チャン元教授はそうした権威を背景に、業界内の“暴君”として君臨。数々の問題行動を取ってきたが、そのたびに側近たちによって隠蔽されていた。しかし、2015年7月、チャン元教授の教え子のひとりがマスコミに彼の悪行を告発。常軌を逸した暴力行為は、韓国中を震撼させた。
以下は、そのごく一部だ。
・野球のバットによる暴行(全治6週間の大ケガ。殴られた部分の皮膚が壊死して、皮膚移植まで)
・小便や人糞を無理やり口にさせる
・2~3日の強制断食や睡眠の禁止令
・頭にビニールをかぶらせて、カプサイシンの約8倍の刺激をもつワサビ原液をガス状にして噴射(皮膚は焼けただれ、専門家の多くはこれを「殺人行為」と分析している)
・取り巻きに暴行を指示して、それを動画撮影
これには、さすがの韓国ネット民も「懲役はもちろんだが、全財産を賠償金として徴収しろよ」「あまりにもひどすぎる……」「こいつ本当に人間なのか?」と、驚きを隠せない。

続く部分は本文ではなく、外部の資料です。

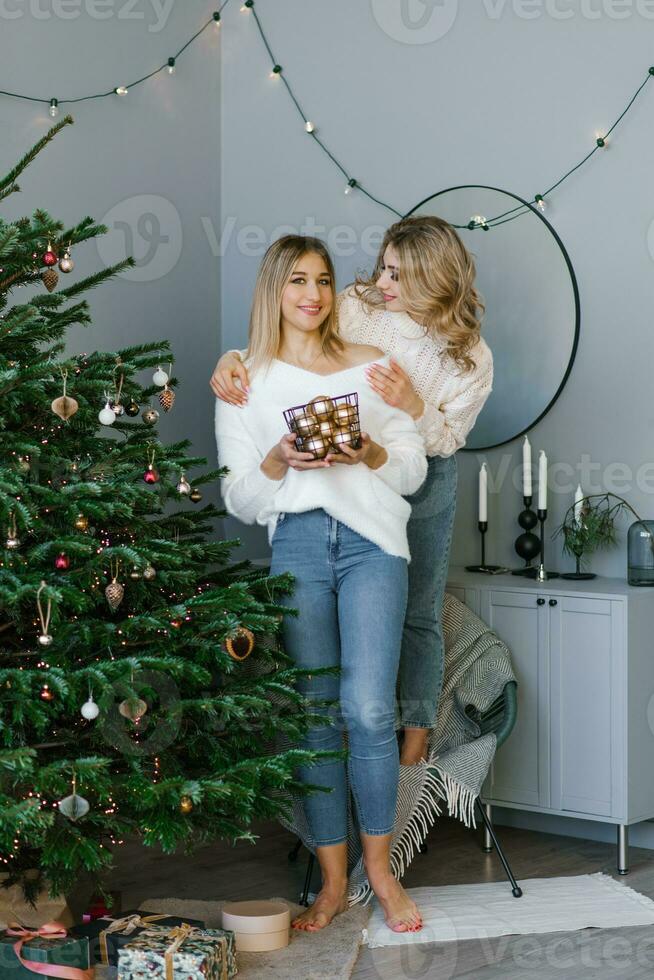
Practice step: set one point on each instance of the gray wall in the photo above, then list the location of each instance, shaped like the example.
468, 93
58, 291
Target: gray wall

事件の波紋は大きく、チャン元教授は3人の取り巻きとともに逮捕。マスコミやネット民からは、“人糞教授”との蔑称を与えられた。
警察関係者によると、チャン元教授は罪を認めながらも、「弟子の成長のためにしたことだ」と同情を求めたという。
韓国中の関心を集めたこの事件は、捜査の進展とともに波紋がさらに広がった。なでも、2014年、ある国家機関の評価委員を務めていたチャン元教授が1000万円の裏金を受け取っていたとされる横領事件に対する処罰は、国民の怒りをさらに煽っている。
当時、関係者にはすべて実刑が下されたものの、事件を主導したチャン元教授だけは軽い罰金刑で逃れたのだ。この特別待遇が知れわたったことで、世論の風当たりはさらに強まった。
閉鎖的な業界内における権威の力は、実に恐ろしい。“怪物”を作ったのは、権威に迎合する社会なのかもしれない。